Gozosos de salir con su padre a ver la entrada de la cuarta reina, esperaban impacientes la hora y formando alrededor de la joven grupo semejante al que emplean los artistas para representar a la Caridad, la manoseaban so pretexto de acariciarla, le estrujaban la mantilla, arrugándole las mangas y curioseando dentro del ridículo. La joven tenía que acudir a cada instante a remediar los desperfectos que los dos inquietos y pegajosos muchachos se hacían en su propio vestido, y ya atando al uno la cinta de la gorra o cachucha, o abotonándole el casaquín, ya asegurando al otro con alfileres la corbata, no daba reposo a sus manos ni tenía ocasión para quitárseles de encima.
– No seáis pesados – les dijo con enfado su padre, – y no sobéis tanto a nuestra querida Hormiguita.

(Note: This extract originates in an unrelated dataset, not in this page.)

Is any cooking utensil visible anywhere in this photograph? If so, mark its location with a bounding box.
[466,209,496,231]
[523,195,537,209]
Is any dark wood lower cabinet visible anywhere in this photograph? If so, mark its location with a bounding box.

Para verla, para darle a entender que la queréis mucho, no es preciso que le pongáis encima esas manazas… que sabe Dios cómo estarán de limpias: ni hace falta que la llenéis de saliva besuqueándola…
Esta reprimenda les alejó un poco del objeto de su adoración; pero siguieron contemplándola como bobos, cortados y ruborosos, mientras ella, con la sonrisa en los labios, reparaba tranquilamente las chafaduras de su vestido y las arrugas del encaje, para abrir luego su abanico y darse aire con aquel ademán ceremonioso y acompasado, propio de la mujer española.
Entretanto, allá arriba, en el piso donde vivía la familia oíanse batahola y patadillas con llanto y becerreo, señal del pronunciamiento de los dos Corderos menores, Rafaelito y Juan Jacobo, rebelándose contra la tiranía que les dejaba encerrados en casa en la fastidiosa compañía de la tía Crucita.
– Ya escampa – dijo Cordero señalando al techo con el rabo de la pluma, – oiga usted al pueblo soberano que aborrece las cadenas… Verdad que mi hermana no es de aquellas personas organizadas por la Naturaleza para hacer llevadero y hasta simpático el despotismo.
Y dejando por un momento la escritura entró en la trastienda dirigiendo hacia arriba por el hueco de la tortuosa escalerilla estas palabras:
– Cruz y Calvario, no les pegues, que harta desazón tienen con quedarse en casa en día de tanto festejo.
– Idos de una vez a la calle y dejadme en paz – contestó de arriba una voz nada armoniosa ni afable, – que yo me entenderé con los enemigos. Ya sé cómo les he de tratar… Eso es, marchaos vosotros, marchaos al paseíto tú y la linda Marizápalos, que aquí se queda esta pobre mártir para cuidar serpentones y aguantar porrazos, siempre sacrificada entre estos dos cachidiablos… Idos enhorabuena… a bien que en la otra vida le darán a cada cual su merecido.